The Samsung Galaxy Ace 3 (GT-S7270/GT-S7272/GT-S7275R) is a smartphone manufactured by Samsung that runs the Android operating system. Announced and released by Samsung in June 2013, the Galaxy Ace 3 is the successor to the Galaxy Ace 2.

The Galaxy Ace 3 is a dual-core Android-based device, sold as an upper mid-range smartphone; the LTE model features a Qualcomm Snapdragon MSM8930 SoC, whereas the 3G model features a Broadcomm BCM21664 SoC with a 1 GHz dual-core ARM Cortex-A9 CPU and a Broadcomm VideoCore IV GPU.

== Features ==
The Galaxy Ace 3 is a 3.5G and 4G smartphone, with quad band GSM and announced with two-band HSDPA (900/2100)MHz at 14.4(DL)/5.76(UL) Mbit/s. It sports a display of a 4.0 inch PLS TFT LCD capacitive touchscreen with 16M colours WVGA (480x800) resolution. It has a 5-megapixel camera with LED flash and auto focus, capable of recording videos at QVGA (320x240), VGA (640x480) and HD (1280x720) pixels resolution with a VGA front-facing camera.
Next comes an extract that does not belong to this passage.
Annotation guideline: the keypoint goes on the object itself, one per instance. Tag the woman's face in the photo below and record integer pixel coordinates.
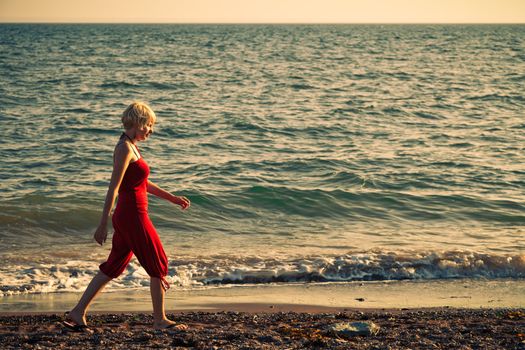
(144, 131)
The Galaxy Ace 3 comes with a 1500 mAh (3G) and an 1800 mAh (LTE) Li-ion battery.

The Galaxy Ace 3 has social network integration abilities and multimedia features. It is also preloaded with basic Google Apps such as Google+ and Google Messenger (later renamed Google Messages). The Galaxy Ace 3 is available in metallic black, white and wine red.

==Successor==
In August 2014, Samsung released a successor to the Galaxy Ace 3; Samsung Galaxy Ace 4.